And folded up the letter that she’d read.

“The Colonel writes so nicely.” Something broke

In the tired voice that quavered to a choke.

She half looked up. “We mothers are so proud

Of our dead soldiers.” Then her face was bowed.

Quietly the Brother Officer went out.

He’d told the poor old dear some gallant lies

That she would nourish all her days, no doubt.

For while he coughed and mumbled, her weak eyes

Had shone with gentle triumph, brimmed with joy,

Because he’d been so brave, her glorious boy.


He thought how “Jack,” cold-footed, useless swine,

Had panicked down the trench that night the mine

Went up at Wicked Corner; how he’d tried

To get sent home; and how, at last, he died,

Blown to small bits. And no one seemed to care

Except that lonely woman with white hair.

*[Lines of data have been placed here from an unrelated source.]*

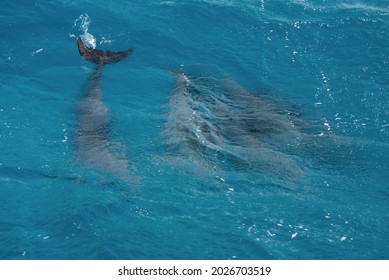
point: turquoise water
(270, 142)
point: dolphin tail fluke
(99, 56)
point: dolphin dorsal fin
(99, 56)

Our own generals and politicians, who nearly two decades ago launched the greatest strategic blunder in American history and have wasted nearly $6 trillion on conflicts in the Middle East that we cannot win, are no less egotistical and incompetent. The images of our wars are as carefully controlled and censored as the images from World War I. While the futility and human carnage of our current conflicts are rarely acknowledged in public, one might hope that we could confront the suicidal idiocy of World War I a century later.

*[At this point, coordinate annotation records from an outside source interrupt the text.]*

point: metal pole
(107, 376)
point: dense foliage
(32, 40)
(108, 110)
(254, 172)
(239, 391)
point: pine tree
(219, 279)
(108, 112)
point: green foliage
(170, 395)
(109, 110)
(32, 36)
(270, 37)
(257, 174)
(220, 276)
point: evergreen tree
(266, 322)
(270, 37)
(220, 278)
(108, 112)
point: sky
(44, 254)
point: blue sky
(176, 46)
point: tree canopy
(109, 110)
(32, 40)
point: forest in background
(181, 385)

Leon Wolff, in his book “In Flanders Fields: The 1917 Campaign,” writes of World War I:


It had meant nothing, solved nothing, and proved nothing; and in so doing had killed 8,538,315 men and variously wounded 21,219,452. Of 7,750,919 others taken prisoner or missing, well over a million were later presumed dead; thus the total deaths (not counting civilians) approach ten million. The moral and mental defects of the leaders of the human race had been demonstrated with some exactitude. One of them (Woodrow Wilson) later admitted that the war had been fought for business interests; another (David Lloyd George) had told a newspaperman: ‘If people really knew, the war would be stopped tomorrow, but of course they don’t—and can’t know. The correspondents don’t write and the censorship wouldn’t pass the truth.’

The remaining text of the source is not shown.